"Minimizing the Average Query Complexity of Learning Monotone Boolean Functions"

INFORMS Journal of Computing, Vol. 14, No. 2, pp. 142-172, 2002.

Vetle I. Torvik and Evangelos Triantaphyllou

Abstract:
This paper addresses the problem of completely reconstructing deterministic monotone boolean functions via membership queries. The minimum average query complexity is guaranteed via recursion, where partially ordered sets (posets) make up the overlapping subproblems. The optimality conditions for all the 4,688 posets generated for the problem with up to 5 variables are summarized in the form of an evaluative criterion.

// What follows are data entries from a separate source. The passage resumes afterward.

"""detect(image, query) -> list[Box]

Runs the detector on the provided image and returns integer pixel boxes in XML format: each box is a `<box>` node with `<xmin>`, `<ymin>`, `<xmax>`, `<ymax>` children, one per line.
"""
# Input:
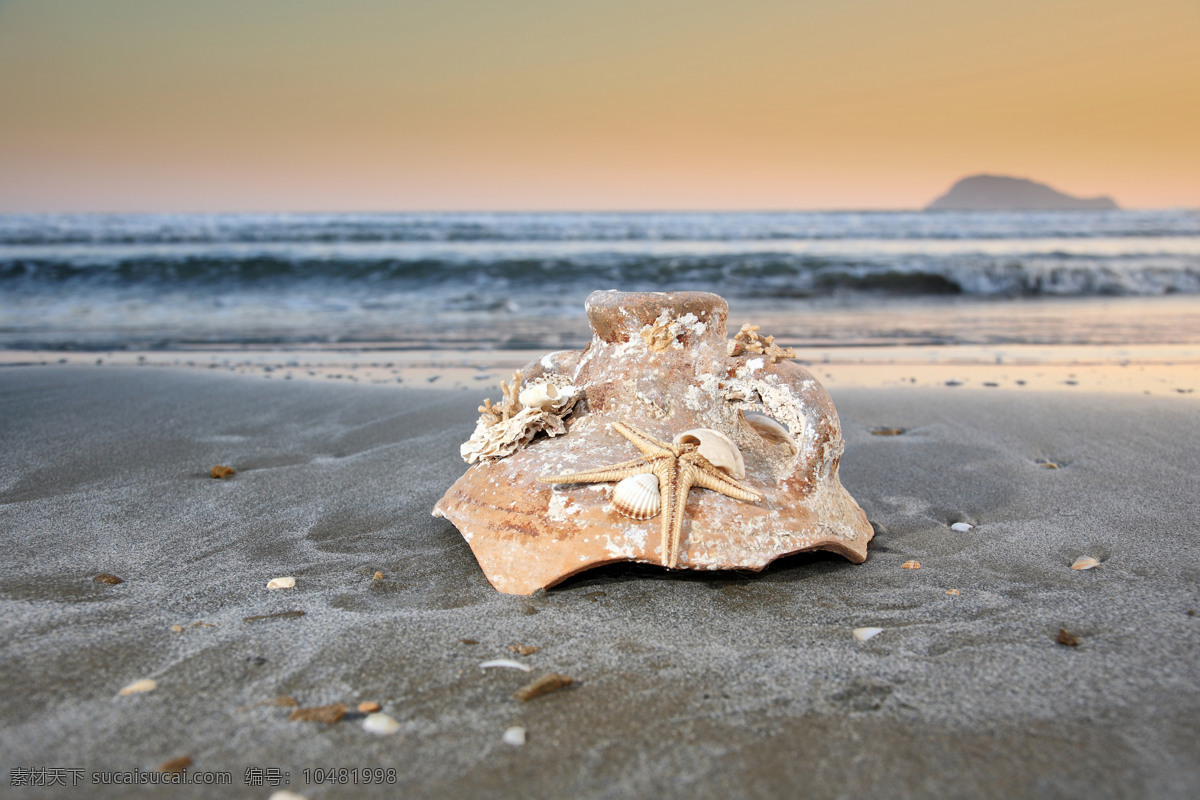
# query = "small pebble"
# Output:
<box><xmin>157</xmin><ymin>756</ymin><xmax>192</xmax><ymax>773</ymax></box>
<box><xmin>946</xmin><ymin>589</ymin><xmax>960</xmax><ymax>596</ymax></box>
<box><xmin>950</xmin><ymin>522</ymin><xmax>973</xmax><ymax>532</ymax></box>
<box><xmin>519</xmin><ymin>604</ymin><xmax>539</xmax><ymax>615</ymax></box>
<box><xmin>362</xmin><ymin>713</ymin><xmax>401</xmax><ymax>735</ymax></box>
<box><xmin>460</xmin><ymin>638</ymin><xmax>479</xmax><ymax>645</ymax></box>
<box><xmin>1071</xmin><ymin>556</ymin><xmax>1100</xmax><ymax>570</ymax></box>
<box><xmin>266</xmin><ymin>576</ymin><xmax>296</xmax><ymax>590</ymax></box>
<box><xmin>853</xmin><ymin>627</ymin><xmax>883</xmax><ymax>642</ymax></box>
<box><xmin>289</xmin><ymin>703</ymin><xmax>346</xmax><ymax>724</ymax></box>
<box><xmin>210</xmin><ymin>465</ymin><xmax>235</xmax><ymax>479</ymax></box>
<box><xmin>508</xmin><ymin>643</ymin><xmax>540</xmax><ymax>656</ymax></box>
<box><xmin>870</xmin><ymin>427</ymin><xmax>906</xmax><ymax>436</ymax></box>
<box><xmin>502</xmin><ymin>726</ymin><xmax>527</xmax><ymax>746</ymax></box>
<box><xmin>357</xmin><ymin>701</ymin><xmax>381</xmax><ymax>713</ymax></box>
<box><xmin>170</xmin><ymin>624</ymin><xmax>184</xmax><ymax>633</ymax></box>
<box><xmin>372</xmin><ymin>571</ymin><xmax>384</xmax><ymax>581</ymax></box>
<box><xmin>513</xmin><ymin>673</ymin><xmax>574</xmax><ymax>701</ymax></box>
<box><xmin>1057</xmin><ymin>628</ymin><xmax>1080</xmax><ymax>647</ymax></box>
<box><xmin>93</xmin><ymin>573</ymin><xmax>124</xmax><ymax>585</ymax></box>
<box><xmin>901</xmin><ymin>560</ymin><xmax>921</xmax><ymax>569</ymax></box>
<box><xmin>118</xmin><ymin>679</ymin><xmax>157</xmax><ymax>696</ymax></box>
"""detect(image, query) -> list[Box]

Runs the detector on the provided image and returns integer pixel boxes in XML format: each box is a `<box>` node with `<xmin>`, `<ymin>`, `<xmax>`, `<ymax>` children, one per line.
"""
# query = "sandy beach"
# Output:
<box><xmin>2</xmin><ymin>362</ymin><xmax>1198</xmax><ymax>798</ymax></box>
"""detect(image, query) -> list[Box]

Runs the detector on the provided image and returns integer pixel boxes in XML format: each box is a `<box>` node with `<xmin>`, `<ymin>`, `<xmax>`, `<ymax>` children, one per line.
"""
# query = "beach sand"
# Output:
<box><xmin>1</xmin><ymin>364</ymin><xmax>1198</xmax><ymax>798</ymax></box>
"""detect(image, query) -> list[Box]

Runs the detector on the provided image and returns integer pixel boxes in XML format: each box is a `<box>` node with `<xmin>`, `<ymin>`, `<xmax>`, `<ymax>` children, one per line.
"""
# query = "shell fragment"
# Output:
<box><xmin>480</xmin><ymin>659</ymin><xmax>532</xmax><ymax>672</ymax></box>
<box><xmin>118</xmin><ymin>679</ymin><xmax>158</xmax><ymax>696</ymax></box>
<box><xmin>362</xmin><ymin>713</ymin><xmax>402</xmax><ymax>735</ymax></box>
<box><xmin>853</xmin><ymin>627</ymin><xmax>884</xmax><ymax>642</ymax></box>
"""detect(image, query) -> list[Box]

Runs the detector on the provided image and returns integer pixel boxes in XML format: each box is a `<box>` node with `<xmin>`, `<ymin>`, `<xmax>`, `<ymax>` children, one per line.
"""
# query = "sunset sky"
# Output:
<box><xmin>1</xmin><ymin>0</ymin><xmax>1197</xmax><ymax>212</ymax></box>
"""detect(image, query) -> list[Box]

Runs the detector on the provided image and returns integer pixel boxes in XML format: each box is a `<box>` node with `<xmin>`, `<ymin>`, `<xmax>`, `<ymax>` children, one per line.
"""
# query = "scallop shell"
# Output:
<box><xmin>518</xmin><ymin>383</ymin><xmax>562</xmax><ymax>411</ymax></box>
<box><xmin>672</xmin><ymin>428</ymin><xmax>746</xmax><ymax>478</ymax></box>
<box><xmin>612</xmin><ymin>473</ymin><xmax>661</xmax><ymax>520</ymax></box>
<box><xmin>1071</xmin><ymin>556</ymin><xmax>1100</xmax><ymax>570</ymax></box>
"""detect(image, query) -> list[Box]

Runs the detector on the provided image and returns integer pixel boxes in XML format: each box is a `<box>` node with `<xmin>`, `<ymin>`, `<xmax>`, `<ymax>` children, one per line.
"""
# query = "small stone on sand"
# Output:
<box><xmin>372</xmin><ymin>571</ymin><xmax>384</xmax><ymax>581</ymax></box>
<box><xmin>93</xmin><ymin>573</ymin><xmax>124</xmax><ymax>584</ymax></box>
<box><xmin>507</xmin><ymin>643</ymin><xmax>540</xmax><ymax>656</ymax></box>
<box><xmin>157</xmin><ymin>756</ymin><xmax>192</xmax><ymax>773</ymax></box>
<box><xmin>170</xmin><ymin>624</ymin><xmax>184</xmax><ymax>633</ymax></box>
<box><xmin>357</xmin><ymin>701</ymin><xmax>381</xmax><ymax>713</ymax></box>
<box><xmin>853</xmin><ymin>627</ymin><xmax>883</xmax><ymax>642</ymax></box>
<box><xmin>503</xmin><ymin>726</ymin><xmax>527</xmax><ymax>746</ymax></box>
<box><xmin>946</xmin><ymin>589</ymin><xmax>960</xmax><ymax>596</ymax></box>
<box><xmin>1057</xmin><ymin>629</ymin><xmax>1080</xmax><ymax>647</ymax></box>
<box><xmin>950</xmin><ymin>522</ymin><xmax>973</xmax><ymax>532</ymax></box>
<box><xmin>513</xmin><ymin>673</ymin><xmax>574</xmax><ymax>701</ymax></box>
<box><xmin>362</xmin><ymin>712</ymin><xmax>401</xmax><ymax>735</ymax></box>
<box><xmin>266</xmin><ymin>576</ymin><xmax>296</xmax><ymax>589</ymax></box>
<box><xmin>210</xmin><ymin>465</ymin><xmax>235</xmax><ymax>479</ymax></box>
<box><xmin>901</xmin><ymin>560</ymin><xmax>921</xmax><ymax>569</ymax></box>
<box><xmin>289</xmin><ymin>703</ymin><xmax>346</xmax><ymax>724</ymax></box>
<box><xmin>1071</xmin><ymin>556</ymin><xmax>1101</xmax><ymax>570</ymax></box>
<box><xmin>118</xmin><ymin>679</ymin><xmax>157</xmax><ymax>696</ymax></box>
<box><xmin>870</xmin><ymin>428</ymin><xmax>906</xmax><ymax>436</ymax></box>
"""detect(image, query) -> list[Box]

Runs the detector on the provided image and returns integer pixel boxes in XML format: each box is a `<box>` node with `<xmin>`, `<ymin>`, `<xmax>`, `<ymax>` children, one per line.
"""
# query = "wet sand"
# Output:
<box><xmin>1</xmin><ymin>365</ymin><xmax>1198</xmax><ymax>798</ymax></box>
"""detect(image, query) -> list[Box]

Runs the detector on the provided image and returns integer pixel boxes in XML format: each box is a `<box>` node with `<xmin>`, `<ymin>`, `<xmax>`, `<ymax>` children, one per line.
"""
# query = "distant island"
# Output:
<box><xmin>926</xmin><ymin>174</ymin><xmax>1119</xmax><ymax>211</ymax></box>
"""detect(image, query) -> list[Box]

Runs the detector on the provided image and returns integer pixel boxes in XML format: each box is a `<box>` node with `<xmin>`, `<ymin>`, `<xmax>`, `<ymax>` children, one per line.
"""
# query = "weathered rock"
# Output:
<box><xmin>433</xmin><ymin>290</ymin><xmax>873</xmax><ymax>595</ymax></box>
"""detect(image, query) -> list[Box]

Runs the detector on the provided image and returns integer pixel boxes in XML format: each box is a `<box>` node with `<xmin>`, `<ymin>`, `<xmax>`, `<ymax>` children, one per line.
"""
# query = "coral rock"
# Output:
<box><xmin>433</xmin><ymin>290</ymin><xmax>873</xmax><ymax>595</ymax></box>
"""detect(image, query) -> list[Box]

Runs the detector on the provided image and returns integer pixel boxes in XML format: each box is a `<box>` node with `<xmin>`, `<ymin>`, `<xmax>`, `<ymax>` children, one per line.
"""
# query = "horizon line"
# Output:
<box><xmin>2</xmin><ymin>205</ymin><xmax>1194</xmax><ymax>216</ymax></box>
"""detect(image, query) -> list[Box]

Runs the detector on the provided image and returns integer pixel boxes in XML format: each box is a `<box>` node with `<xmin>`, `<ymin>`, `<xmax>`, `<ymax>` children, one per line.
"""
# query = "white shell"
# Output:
<box><xmin>480</xmin><ymin>659</ymin><xmax>531</xmax><ymax>672</ymax></box>
<box><xmin>673</xmin><ymin>428</ymin><xmax>746</xmax><ymax>478</ymax></box>
<box><xmin>362</xmin><ymin>713</ymin><xmax>402</xmax><ymax>735</ymax></box>
<box><xmin>853</xmin><ymin>627</ymin><xmax>883</xmax><ymax>642</ymax></box>
<box><xmin>118</xmin><ymin>678</ymin><xmax>157</xmax><ymax>695</ymax></box>
<box><xmin>743</xmin><ymin>412</ymin><xmax>794</xmax><ymax>449</ymax></box>
<box><xmin>612</xmin><ymin>473</ymin><xmax>661</xmax><ymax>520</ymax></box>
<box><xmin>502</xmin><ymin>726</ymin><xmax>527</xmax><ymax>746</ymax></box>
<box><xmin>518</xmin><ymin>383</ymin><xmax>561</xmax><ymax>410</ymax></box>
<box><xmin>266</xmin><ymin>576</ymin><xmax>296</xmax><ymax>589</ymax></box>
<box><xmin>1071</xmin><ymin>556</ymin><xmax>1100</xmax><ymax>570</ymax></box>
<box><xmin>950</xmin><ymin>522</ymin><xmax>973</xmax><ymax>532</ymax></box>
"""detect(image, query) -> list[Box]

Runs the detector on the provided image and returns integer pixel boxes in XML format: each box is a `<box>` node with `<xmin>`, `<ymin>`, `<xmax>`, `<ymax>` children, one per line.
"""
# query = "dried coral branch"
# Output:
<box><xmin>727</xmin><ymin>322</ymin><xmax>796</xmax><ymax>363</ymax></box>
<box><xmin>461</xmin><ymin>371</ymin><xmax>580</xmax><ymax>464</ymax></box>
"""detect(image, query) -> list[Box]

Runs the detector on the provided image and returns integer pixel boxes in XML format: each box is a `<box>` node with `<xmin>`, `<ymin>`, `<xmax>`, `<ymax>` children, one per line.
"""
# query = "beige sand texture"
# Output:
<box><xmin>0</xmin><ymin>366</ymin><xmax>1198</xmax><ymax>798</ymax></box>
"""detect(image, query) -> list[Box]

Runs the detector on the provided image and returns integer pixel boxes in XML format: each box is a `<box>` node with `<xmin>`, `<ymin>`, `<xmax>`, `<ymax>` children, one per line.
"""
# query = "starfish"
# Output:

The evaluative criterion extends the computational feasibility up to problems involving about 20 variables. A framework for unbiased average case comparison of monotone boolean function inference algorithms is developed using unequal probability sampling. Empirical results show that an implementation of the subroutine considered as a standard in the literature performs more than twice as many queries than the evaluative criterion on the average for 8 variables, and the gap increases with the number of variables. It should also be noted that the first algorithm ever designed for this problem performed consistently within 2% of the evaluative criterion, and consequently prevails, by far, as the most efficient of the many pre-existing algorithms.

Key Words:
Computational learning, Monotone boolean functions, Membership queries, Average case complexity, Recursion, Partially ordered sets (posets), Isomorphism, Greedy algorithm, Unequal probability sampling, Unbiased estimators.